Havaalanı yolunda ilerliyoruz. Tabiatın yeryüzünde görkemli bir ovası gözlerimiz önünde seriliyor.  Mevsim daha baharın başlangıcı Karasu’nun eski ayağı suyun berraklığını ve coşkunluğunu cömertçe sunuyor gözlerimize.  Çimenler küçük küçük yeşermeye başlamış. Su öbeklerinde enva-ı çeşit kuşların seyri endam ettiklerini hayret ve hazla gözlüyoruz. Rehberimiz Cemal Sevindi Hoca tok ve gür sesinde övünçle bize kuşları gösteriyor, özelliklerini sıralıyor, isimlerini söylüyor. Adeta rüya da gibiyiz.  Elimdeki fotoğraf makinesi ile camdan kuşları çekmeye çalışıyorum, lakin buna muvaffak olamıyorum, çünkü kuşlar bizden ürküyor ve kaçışıyorlar. Cemal Beyin talimatı ile otobüs güzergâh boyunca kısa molalar veriyor. Biz manzarayı zevkle, iştiyakla temaşa ediyoruz. Tek kelimeyle muhteşem görüntüler yakalıyoruz. Adeta zaman donuyor. Havada insanı üşüten bir rüzgâr var. Cemal Hoca üşümeyeyim diye nezaket ve fedakârlıkla takkesini bana veriyor. Ekipteki gençler, Şehirder Başkanı Murat Ertaş Bey fotoğraf çekiyorlar. Otobüsün içinde ve dışında hoş sohbet ovanın havasına mütenasip sürüp gidiyor.  Bende boş durmuyorum. Bazen ayaklı dürbünden, bazen el dürbününden kuşları gözlemliyorum. Ova çok güzel. Kuş çeşitliliği göz kamaştırıyor. Rengârenk, irili ufaklı onlarca kuş türü sürüler halinde havada ve su birikintilerinde arz-ı endam ediyorlar.  Manzaranın muhteşemliğini anlatmaya kelimeler yetmiyor.
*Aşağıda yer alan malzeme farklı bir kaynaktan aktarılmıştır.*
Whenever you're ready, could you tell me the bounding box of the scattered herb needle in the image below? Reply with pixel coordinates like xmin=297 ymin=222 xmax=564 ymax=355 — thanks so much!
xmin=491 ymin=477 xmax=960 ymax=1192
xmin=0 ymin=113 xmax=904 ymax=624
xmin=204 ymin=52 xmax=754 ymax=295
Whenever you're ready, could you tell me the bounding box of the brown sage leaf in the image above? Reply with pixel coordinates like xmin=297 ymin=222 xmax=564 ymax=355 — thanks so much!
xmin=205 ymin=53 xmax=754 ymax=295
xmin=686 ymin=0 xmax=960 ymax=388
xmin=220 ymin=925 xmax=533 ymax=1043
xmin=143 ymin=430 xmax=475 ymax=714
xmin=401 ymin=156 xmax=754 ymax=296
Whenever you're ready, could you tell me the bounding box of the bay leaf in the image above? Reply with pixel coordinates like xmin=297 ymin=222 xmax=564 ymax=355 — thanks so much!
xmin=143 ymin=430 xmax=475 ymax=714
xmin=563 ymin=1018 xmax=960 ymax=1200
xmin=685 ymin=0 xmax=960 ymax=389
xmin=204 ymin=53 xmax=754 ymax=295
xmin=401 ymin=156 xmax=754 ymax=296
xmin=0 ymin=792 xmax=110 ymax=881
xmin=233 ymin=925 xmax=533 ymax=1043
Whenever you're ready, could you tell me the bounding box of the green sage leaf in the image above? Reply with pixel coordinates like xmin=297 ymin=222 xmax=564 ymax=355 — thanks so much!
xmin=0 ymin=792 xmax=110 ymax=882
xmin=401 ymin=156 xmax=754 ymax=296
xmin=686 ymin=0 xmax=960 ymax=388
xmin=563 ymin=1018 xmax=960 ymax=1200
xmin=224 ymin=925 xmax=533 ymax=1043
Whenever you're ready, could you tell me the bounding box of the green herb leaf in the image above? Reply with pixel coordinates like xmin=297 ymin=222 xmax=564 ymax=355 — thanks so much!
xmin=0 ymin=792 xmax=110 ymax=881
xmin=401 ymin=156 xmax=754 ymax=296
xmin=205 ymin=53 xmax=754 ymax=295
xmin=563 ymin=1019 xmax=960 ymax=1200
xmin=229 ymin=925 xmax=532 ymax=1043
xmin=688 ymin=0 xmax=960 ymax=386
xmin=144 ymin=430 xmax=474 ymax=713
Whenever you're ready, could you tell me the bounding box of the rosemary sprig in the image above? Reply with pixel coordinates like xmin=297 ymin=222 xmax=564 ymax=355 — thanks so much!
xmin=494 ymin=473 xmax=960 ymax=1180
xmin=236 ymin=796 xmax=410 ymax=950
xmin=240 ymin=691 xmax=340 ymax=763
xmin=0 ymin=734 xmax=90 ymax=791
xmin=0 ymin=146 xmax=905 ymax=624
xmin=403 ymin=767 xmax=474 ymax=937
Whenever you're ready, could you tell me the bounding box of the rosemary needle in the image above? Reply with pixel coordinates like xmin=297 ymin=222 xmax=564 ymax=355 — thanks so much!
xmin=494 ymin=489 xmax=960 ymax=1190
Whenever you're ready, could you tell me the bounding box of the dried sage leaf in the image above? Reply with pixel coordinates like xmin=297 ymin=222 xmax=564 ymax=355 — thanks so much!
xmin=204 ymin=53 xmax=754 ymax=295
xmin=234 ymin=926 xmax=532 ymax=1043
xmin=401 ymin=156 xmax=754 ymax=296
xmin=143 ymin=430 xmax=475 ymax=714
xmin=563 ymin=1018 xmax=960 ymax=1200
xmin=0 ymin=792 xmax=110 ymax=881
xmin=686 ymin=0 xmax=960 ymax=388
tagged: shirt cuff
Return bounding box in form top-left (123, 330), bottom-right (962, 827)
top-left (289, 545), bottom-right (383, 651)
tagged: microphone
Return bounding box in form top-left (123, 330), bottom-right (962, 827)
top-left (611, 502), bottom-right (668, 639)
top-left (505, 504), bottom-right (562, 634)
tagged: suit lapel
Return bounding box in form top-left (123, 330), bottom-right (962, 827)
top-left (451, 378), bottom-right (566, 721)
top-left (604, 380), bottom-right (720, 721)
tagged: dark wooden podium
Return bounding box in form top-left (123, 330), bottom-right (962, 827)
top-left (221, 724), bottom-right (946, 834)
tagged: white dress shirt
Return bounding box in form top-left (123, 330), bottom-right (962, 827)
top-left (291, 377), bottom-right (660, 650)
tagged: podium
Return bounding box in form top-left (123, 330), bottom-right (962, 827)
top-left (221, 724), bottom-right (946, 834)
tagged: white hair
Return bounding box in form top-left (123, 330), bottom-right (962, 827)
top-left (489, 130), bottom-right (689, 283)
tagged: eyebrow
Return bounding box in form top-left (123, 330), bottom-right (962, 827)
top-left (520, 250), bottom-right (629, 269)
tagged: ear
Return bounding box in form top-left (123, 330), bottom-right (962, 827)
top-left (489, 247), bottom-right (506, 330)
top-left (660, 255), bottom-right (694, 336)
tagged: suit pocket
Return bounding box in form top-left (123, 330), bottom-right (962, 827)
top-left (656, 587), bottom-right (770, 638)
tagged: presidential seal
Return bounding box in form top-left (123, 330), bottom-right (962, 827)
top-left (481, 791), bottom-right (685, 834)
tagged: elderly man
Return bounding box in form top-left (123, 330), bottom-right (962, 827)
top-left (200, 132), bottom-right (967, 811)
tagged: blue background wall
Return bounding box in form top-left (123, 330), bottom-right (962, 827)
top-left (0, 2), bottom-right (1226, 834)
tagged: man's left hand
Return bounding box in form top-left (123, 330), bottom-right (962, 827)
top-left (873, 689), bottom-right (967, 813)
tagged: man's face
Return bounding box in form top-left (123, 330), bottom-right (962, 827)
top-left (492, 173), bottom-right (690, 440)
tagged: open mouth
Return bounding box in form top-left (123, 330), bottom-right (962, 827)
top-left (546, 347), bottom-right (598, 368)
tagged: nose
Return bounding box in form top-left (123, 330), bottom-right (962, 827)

Yolculuğumuzun boyunca gördüğümüz olumsuzluklar da var maalesef. Ovanın bu en bereketli ve kuş türleri ile en zengin sahasının imara açıldığını görüyoruz. Bazı şirketlerin depoları, iki ayrı alanda iki çimento fabrikası, inşaatı süren binalar, sulak araziyi inşaat alanı açımı için hafriyat ve molozlarla dolduran iş makineleri çalışıyor. Bu görüntüler harika tabiatta çirkin bir tezat sergiliyorlar. Bu durum karşısında herkes üzgün, Tabiatın bu eşsiz değerini çocuklarımıza miras bırakmak yerine göz göre göre yok edilişini görmek yüreğimizi paralıyor. Bu da yetmezmiş gibi bu güzellik sahasına alem yapmaya gelenlerin çevreye attıkları, sulara boşalttıkları içki şişeleri, çöp yığınları, poşet artıkları da işin cabası. Yığınla çocuk petleri çevreye dökülmüş.
Gezide birlikte olduğumuz herkes gönüllü olarak çevreyi temizlemeye hazır görünüyorlar. Lakin buraların sürekli korunması lazım, yetkililerin bu hoyrat gidişe dur demesi lazım.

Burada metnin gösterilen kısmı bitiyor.